Cannabis for mental illness

GrowRock

Well-Known Member
Ignorant assholes crack me up. Express your useless info some where else. Come back to the adult conversation when your balls drop!! Waste of skin
 

Yessica...

Well-Known Member
Geez I blinked...what happened.
We are talking about mental illness, and treating it with MMJ.

Why - is there something else going on?

I have adapted the ability to ignore people that are only looking to get a reaction. Can't even see 'em anymore.

It's like the same dinks that picket gay funerals in the US of A. Self-Loathing.

Some dude, who is clearly a self-hating crazy person, and possible sociopath, just saying some shit to try to get a rise out of us.
 

Yessica...

Well-Known Member
Here's some more - because I like it here.

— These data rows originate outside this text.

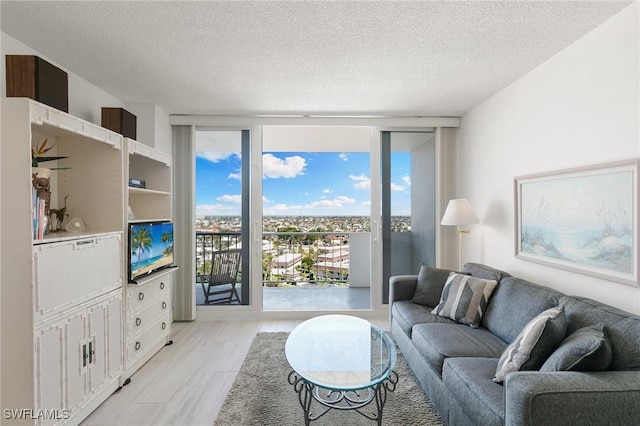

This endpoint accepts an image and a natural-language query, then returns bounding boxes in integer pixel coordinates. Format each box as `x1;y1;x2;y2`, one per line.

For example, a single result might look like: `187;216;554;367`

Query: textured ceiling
1;1;630;116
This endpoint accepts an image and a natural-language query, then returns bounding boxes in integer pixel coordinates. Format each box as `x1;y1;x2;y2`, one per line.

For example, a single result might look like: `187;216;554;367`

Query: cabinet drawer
127;298;169;336
128;274;171;313
33;234;122;320
127;284;153;312
149;274;173;299
127;315;171;365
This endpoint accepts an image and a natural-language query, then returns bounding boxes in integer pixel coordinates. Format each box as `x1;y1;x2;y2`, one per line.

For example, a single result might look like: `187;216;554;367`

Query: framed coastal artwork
514;159;640;286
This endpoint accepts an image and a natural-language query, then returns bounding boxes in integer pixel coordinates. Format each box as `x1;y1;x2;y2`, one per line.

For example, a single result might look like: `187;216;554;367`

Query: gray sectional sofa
389;263;640;426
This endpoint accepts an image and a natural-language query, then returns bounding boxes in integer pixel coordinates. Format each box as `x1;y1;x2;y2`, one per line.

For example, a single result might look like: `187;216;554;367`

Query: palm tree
160;232;173;256
131;226;153;269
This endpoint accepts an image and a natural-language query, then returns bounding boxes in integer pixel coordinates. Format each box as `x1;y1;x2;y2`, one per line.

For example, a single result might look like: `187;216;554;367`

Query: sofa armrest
389;275;418;327
389;275;418;306
504;371;640;426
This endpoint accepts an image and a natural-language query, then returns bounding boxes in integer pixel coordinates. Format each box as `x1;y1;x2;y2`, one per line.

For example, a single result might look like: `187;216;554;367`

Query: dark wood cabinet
6;55;69;112
102;107;136;139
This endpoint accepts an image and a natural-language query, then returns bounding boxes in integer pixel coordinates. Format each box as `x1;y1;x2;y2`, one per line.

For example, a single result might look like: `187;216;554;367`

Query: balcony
196;231;370;310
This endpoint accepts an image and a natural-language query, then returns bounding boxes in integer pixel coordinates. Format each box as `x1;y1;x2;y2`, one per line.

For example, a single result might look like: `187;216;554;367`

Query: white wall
0;33;172;154
458;2;640;313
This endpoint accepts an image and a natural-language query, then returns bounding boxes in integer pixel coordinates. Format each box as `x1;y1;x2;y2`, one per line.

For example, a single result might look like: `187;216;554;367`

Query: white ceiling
1;0;631;116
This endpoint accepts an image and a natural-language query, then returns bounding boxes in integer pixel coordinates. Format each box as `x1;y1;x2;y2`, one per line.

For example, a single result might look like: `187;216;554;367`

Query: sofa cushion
561;296;640;371
412;263;453;308
493;306;567;383
462;262;511;282
431;273;498;328
442;358;505;425
411;323;507;375
481;277;564;343
540;324;611;371
391;300;456;337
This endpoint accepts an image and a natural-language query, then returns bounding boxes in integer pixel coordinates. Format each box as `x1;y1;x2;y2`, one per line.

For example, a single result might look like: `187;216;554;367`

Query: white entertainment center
0;98;175;425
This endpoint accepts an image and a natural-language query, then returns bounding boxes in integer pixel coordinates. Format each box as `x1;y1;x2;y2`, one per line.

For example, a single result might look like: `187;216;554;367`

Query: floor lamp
440;198;480;270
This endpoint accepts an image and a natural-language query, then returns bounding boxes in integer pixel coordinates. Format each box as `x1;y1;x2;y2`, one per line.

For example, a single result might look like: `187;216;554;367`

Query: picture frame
514;159;640;286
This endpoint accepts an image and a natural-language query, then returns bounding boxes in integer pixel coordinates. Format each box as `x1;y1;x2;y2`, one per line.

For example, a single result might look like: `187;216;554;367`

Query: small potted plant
31;139;68;179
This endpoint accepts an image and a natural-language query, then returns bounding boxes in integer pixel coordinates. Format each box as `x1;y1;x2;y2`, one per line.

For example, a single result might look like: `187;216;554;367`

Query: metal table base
288;371;398;426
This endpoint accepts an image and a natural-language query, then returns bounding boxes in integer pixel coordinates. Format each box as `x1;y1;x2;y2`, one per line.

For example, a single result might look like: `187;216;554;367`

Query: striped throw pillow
493;306;567;383
431;272;498;328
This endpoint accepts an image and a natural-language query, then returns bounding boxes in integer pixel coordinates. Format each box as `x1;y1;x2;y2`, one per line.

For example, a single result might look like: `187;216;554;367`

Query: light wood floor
81;320;388;426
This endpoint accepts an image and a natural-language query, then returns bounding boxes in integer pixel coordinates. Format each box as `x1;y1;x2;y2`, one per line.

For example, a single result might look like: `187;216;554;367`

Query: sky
133;223;173;262
196;152;411;216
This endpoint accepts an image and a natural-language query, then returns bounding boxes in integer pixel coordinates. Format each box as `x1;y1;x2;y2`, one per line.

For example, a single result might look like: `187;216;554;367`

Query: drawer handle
73;238;98;250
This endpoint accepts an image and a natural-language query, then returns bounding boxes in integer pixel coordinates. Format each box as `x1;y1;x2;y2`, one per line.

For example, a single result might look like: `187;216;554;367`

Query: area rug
214;332;444;426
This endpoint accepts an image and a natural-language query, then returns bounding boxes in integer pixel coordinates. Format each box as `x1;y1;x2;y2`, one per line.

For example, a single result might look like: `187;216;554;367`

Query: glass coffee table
285;315;398;425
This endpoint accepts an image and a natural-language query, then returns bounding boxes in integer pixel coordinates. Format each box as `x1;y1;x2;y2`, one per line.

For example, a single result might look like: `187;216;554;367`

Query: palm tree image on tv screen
129;222;173;281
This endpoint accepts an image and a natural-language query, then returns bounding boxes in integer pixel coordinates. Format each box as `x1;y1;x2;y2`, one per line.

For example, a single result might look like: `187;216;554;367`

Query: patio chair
198;249;241;305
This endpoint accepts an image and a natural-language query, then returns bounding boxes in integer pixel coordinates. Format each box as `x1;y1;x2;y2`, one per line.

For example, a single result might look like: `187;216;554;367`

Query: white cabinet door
64;311;89;415
104;294;124;379
35;322;65;425
86;302;109;394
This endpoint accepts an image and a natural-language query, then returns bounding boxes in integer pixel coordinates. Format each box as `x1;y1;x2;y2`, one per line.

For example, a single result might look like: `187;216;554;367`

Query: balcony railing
196;231;353;287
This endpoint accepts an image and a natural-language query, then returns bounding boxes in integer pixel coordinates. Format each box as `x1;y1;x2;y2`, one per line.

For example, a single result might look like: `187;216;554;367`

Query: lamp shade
440;198;480;225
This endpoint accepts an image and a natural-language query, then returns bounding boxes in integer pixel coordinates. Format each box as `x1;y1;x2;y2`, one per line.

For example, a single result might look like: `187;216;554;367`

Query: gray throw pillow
412;263;453;308
431;272;498;328
540;324;612;371
493;306;567;383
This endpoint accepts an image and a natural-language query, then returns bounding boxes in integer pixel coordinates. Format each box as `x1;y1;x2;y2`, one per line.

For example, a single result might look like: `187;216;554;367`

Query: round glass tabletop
285;315;396;390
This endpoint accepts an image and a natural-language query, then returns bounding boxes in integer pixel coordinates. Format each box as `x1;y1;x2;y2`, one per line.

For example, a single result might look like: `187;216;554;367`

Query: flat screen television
129;222;173;283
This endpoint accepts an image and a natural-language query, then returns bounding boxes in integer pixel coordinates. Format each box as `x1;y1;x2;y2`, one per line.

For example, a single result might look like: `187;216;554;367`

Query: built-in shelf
129;186;171;195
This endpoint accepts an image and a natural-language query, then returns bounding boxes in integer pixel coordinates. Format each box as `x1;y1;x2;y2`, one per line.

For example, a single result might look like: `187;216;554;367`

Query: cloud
305;195;356;209
196;204;240;216
196;151;238;163
349;174;371;189
391;182;405;192
262;154;307;179
262;204;302;216
216;195;242;204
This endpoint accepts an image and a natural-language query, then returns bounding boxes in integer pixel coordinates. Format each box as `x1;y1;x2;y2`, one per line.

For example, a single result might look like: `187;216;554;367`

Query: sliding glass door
195;129;251;306
380;131;436;303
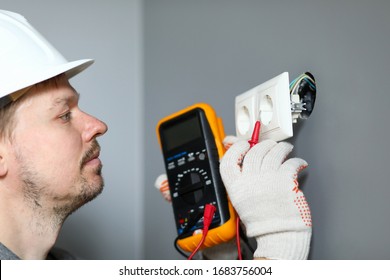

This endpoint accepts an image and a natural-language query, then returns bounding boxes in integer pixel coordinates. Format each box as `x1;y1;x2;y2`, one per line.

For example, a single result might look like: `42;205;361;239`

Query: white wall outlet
235;72;293;141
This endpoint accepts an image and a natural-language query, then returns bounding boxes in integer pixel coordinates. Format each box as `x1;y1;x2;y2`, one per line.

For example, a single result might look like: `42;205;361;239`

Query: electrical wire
290;72;316;94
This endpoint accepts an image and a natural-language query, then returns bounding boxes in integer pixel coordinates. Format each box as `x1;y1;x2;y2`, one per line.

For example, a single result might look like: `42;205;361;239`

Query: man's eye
60;112;72;122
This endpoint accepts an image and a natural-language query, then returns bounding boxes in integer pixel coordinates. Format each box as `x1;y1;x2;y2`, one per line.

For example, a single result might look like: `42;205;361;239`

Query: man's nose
83;114;108;142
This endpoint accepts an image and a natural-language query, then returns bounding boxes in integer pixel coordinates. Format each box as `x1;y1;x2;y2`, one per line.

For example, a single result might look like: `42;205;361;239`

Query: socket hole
259;94;274;125
236;106;250;135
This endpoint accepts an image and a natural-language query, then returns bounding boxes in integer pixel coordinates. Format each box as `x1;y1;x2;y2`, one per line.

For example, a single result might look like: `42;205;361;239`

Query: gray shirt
0;242;77;260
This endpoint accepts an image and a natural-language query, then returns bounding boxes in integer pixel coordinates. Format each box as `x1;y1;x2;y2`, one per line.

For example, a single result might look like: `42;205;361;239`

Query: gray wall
0;0;144;259
144;0;390;259
1;0;390;259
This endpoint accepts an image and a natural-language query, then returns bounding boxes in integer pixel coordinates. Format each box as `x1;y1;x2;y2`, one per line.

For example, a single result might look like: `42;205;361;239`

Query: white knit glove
220;140;311;259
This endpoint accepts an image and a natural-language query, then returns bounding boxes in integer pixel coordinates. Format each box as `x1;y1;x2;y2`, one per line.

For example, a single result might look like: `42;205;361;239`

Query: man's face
9;76;107;217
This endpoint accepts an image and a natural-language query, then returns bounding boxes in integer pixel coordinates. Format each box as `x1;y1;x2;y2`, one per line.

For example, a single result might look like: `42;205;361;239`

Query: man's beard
18;140;104;224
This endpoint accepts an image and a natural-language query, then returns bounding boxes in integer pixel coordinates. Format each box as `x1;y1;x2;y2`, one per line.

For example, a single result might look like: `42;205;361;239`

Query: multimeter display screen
161;115;202;151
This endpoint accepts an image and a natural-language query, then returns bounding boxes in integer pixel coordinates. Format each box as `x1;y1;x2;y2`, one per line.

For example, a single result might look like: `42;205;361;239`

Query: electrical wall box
235;72;293;141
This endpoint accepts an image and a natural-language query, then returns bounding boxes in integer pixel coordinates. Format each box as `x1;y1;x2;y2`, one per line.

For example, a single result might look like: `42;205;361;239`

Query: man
0;11;107;259
0;11;311;259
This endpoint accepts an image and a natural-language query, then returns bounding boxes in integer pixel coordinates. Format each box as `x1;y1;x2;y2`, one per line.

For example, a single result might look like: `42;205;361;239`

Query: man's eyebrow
49;91;80;110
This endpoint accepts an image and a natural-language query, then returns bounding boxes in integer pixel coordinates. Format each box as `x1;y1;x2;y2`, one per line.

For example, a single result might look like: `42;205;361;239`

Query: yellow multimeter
156;103;236;252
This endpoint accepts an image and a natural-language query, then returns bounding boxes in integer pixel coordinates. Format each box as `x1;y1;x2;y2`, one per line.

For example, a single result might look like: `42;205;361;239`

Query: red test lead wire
236;121;260;260
248;121;260;148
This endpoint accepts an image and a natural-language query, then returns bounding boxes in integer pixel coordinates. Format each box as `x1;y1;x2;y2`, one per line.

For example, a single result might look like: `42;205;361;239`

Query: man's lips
83;151;101;165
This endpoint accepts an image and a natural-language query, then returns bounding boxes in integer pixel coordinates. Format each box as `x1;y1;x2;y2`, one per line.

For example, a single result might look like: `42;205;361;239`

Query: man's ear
0;140;8;177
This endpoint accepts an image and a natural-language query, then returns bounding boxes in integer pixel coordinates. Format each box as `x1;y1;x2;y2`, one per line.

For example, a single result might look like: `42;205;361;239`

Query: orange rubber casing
156;103;236;252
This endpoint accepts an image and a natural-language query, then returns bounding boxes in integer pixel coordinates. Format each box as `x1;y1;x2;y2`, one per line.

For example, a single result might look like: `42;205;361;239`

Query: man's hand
220;140;312;259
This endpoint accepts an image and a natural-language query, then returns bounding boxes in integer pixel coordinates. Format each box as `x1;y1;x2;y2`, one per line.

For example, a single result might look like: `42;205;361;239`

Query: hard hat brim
0;59;94;101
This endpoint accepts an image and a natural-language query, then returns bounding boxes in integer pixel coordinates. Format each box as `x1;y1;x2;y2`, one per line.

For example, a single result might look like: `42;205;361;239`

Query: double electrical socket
235;72;293;141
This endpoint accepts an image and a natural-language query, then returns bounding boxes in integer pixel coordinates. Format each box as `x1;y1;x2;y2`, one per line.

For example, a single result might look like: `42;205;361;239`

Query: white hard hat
0;10;93;107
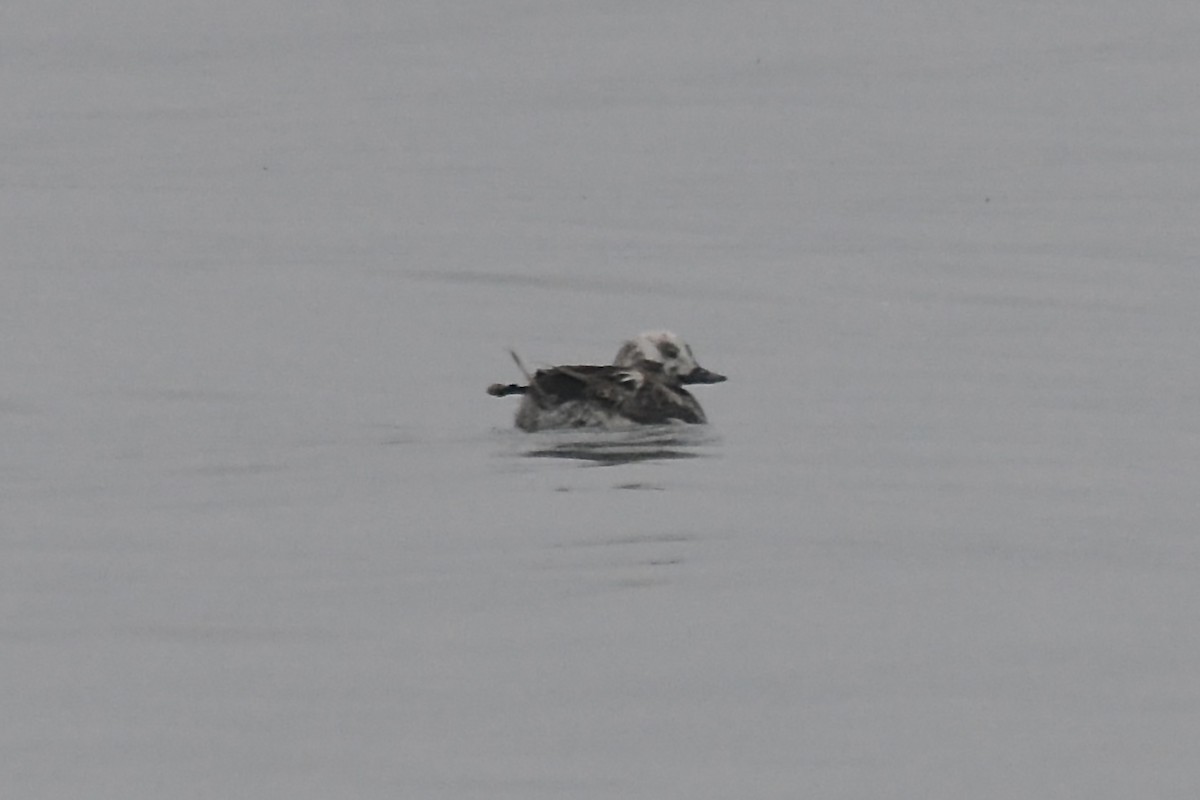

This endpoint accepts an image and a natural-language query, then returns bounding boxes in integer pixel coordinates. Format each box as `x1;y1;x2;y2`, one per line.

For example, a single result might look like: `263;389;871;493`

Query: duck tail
487;348;541;397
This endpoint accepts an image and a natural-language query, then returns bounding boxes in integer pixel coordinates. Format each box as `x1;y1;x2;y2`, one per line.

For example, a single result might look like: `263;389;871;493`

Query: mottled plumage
487;331;725;431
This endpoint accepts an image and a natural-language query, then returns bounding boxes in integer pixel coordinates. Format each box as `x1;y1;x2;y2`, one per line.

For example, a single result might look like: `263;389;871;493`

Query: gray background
7;0;1200;800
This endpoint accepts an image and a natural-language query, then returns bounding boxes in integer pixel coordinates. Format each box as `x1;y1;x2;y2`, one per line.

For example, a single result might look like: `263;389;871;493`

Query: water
0;0;1200;800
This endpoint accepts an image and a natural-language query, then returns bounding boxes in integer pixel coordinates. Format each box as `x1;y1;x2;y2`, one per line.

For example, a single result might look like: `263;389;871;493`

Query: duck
487;331;726;432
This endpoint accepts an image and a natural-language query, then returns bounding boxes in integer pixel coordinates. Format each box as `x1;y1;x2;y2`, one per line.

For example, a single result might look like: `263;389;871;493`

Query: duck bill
679;367;725;384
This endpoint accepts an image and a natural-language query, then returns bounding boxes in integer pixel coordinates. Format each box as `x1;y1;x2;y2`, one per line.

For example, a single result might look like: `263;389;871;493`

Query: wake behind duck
487;331;725;431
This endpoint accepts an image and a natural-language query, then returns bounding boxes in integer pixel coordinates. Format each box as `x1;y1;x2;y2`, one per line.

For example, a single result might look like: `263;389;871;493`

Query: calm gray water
0;0;1200;800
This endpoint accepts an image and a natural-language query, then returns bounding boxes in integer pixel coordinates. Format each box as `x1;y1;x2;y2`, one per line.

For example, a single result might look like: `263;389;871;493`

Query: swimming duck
487;331;725;431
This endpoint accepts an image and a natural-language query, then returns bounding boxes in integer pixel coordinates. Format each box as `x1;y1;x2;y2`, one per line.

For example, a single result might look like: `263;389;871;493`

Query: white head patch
613;331;697;378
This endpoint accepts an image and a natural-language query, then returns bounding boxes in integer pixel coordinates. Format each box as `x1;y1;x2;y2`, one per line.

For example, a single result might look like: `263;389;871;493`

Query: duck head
613;331;725;384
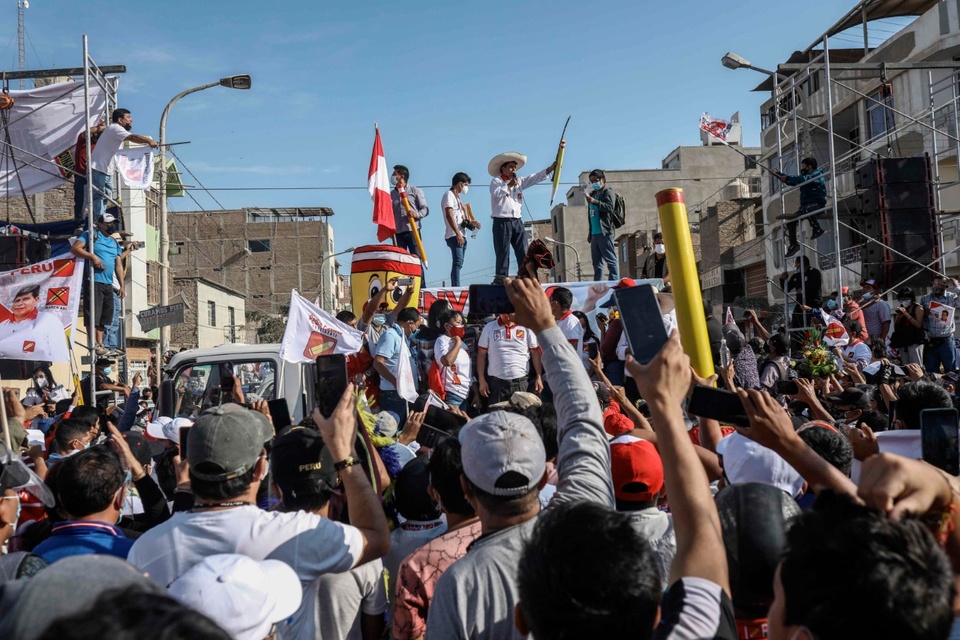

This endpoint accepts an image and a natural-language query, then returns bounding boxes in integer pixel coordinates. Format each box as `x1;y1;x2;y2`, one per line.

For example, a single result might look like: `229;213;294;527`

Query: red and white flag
367;127;397;242
700;113;733;144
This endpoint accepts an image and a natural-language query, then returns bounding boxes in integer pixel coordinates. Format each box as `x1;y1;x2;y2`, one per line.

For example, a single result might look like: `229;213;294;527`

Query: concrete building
756;0;960;301
550;134;760;280
169;207;341;315
170;278;247;349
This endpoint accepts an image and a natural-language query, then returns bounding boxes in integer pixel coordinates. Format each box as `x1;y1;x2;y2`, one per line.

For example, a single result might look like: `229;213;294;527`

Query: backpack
610;193;627;229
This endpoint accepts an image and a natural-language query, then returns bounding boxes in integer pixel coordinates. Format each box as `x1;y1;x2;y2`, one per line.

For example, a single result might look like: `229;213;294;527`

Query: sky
0;0;916;286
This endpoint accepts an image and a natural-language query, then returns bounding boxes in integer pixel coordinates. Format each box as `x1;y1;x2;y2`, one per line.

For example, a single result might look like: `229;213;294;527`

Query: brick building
169;208;339;315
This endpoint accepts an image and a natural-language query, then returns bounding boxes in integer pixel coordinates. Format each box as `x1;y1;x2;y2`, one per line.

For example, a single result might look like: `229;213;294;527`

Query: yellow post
657;189;713;378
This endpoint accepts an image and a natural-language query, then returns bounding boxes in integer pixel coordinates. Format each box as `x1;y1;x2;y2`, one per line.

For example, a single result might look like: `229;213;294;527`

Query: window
866;85;894;141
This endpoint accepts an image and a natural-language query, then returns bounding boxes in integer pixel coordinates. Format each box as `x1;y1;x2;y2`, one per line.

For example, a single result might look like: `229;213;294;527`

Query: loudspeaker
854;155;930;189
860;182;933;214
0;235;50;271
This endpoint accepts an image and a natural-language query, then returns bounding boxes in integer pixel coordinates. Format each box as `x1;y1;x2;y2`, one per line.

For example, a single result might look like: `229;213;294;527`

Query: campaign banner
280;289;363;362
0;82;107;198
0;256;83;362
420;278;663;334
114;146;153;191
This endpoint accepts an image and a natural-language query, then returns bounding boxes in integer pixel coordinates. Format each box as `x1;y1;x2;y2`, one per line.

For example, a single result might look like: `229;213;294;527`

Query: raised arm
627;338;730;594
504;278;614;507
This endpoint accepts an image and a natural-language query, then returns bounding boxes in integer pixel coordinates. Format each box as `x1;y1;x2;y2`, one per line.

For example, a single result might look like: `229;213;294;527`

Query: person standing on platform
390;164;430;260
440;171;480;287
487;151;557;283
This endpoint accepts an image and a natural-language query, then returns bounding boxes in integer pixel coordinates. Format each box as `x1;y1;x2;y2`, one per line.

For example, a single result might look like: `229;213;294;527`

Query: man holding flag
487;151;557;282
390;164;430;261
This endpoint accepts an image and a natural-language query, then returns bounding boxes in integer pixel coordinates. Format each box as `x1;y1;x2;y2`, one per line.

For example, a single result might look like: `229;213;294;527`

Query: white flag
280;289;363;362
115;146;153;191
397;338;419;402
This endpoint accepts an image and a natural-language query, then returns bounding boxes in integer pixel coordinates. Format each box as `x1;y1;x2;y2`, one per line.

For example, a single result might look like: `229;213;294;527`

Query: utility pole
17;0;30;90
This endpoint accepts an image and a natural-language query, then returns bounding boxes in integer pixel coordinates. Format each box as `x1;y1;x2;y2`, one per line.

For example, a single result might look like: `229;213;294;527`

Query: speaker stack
855;155;939;289
0;234;50;380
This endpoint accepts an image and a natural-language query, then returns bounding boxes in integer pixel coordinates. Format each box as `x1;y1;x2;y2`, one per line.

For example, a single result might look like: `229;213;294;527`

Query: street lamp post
157;75;250;375
544;238;583;282
320;247;356;311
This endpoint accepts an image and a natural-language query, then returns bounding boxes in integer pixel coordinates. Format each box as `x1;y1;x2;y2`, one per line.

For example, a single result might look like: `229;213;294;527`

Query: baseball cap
826;387;870;411
459;411;547;497
490;391;543;410
167;553;303;640
270;426;338;498
610;436;663;502
717;433;803;498
187;403;273;482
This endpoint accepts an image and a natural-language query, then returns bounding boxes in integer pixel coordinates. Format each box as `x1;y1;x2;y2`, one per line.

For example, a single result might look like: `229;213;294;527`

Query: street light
720;51;777;80
157;75;250;372
320;247;356;311
544;238;583;282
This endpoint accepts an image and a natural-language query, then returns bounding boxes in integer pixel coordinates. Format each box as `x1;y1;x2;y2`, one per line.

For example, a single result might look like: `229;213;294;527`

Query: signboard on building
700;267;723;291
137;302;184;331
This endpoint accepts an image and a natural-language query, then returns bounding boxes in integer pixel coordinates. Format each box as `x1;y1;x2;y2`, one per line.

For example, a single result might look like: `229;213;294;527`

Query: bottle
720;338;730;369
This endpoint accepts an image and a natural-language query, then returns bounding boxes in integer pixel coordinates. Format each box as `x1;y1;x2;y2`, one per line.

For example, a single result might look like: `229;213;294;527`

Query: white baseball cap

Sativa - I had never actually had any experience with before a couple months ago. I really like it - but I can't smoke it after 5pm, and sometimes I only smoke it in the morning - it keeps me awake

Hybrid - is good for me during the day. I can function well, my head is clear, and I don't feel TOO hyper, like the sativa sometimes makes me. It doesn't make me tired, and I need help with sleep, so I usually don't smoke this past 8pm at night.

Indica - excellent for bedtime, but I can't smoke it before then. It calms me, helps me relax, but there is sometimes a bit of a mental "fuzz" I get with it, so I reserve this for night time.

TOLERANCE:

I still don't need very much of the dried bud in order to feel the effects. If I was just treating my illness, and not smoking MMJ recreationally, I would probably go through about a gram a day. I could get by with less I'm sure - especially when I get a vaporizer and then only cook with the PVB.

I have smoked since 1994. It doesn't matter how often or how many times I have smoked in the past. Even now, if I was to take a month off, I am sure I would experience some negative side effects if I started back up again.

The last time I smoked weed when I was going through a very depressed time - was Christmas of 2013. I FREAKED OUT!!! Not visibly, because I am just the BEST at hiding how I feel at a given moment in time. But - I was FREAKING OUT. Dry eyes and mouth, paranoia, relentless negative thoughts. It wasn't fun.

I don't think I have felt like that, on MMJ - SINCE then.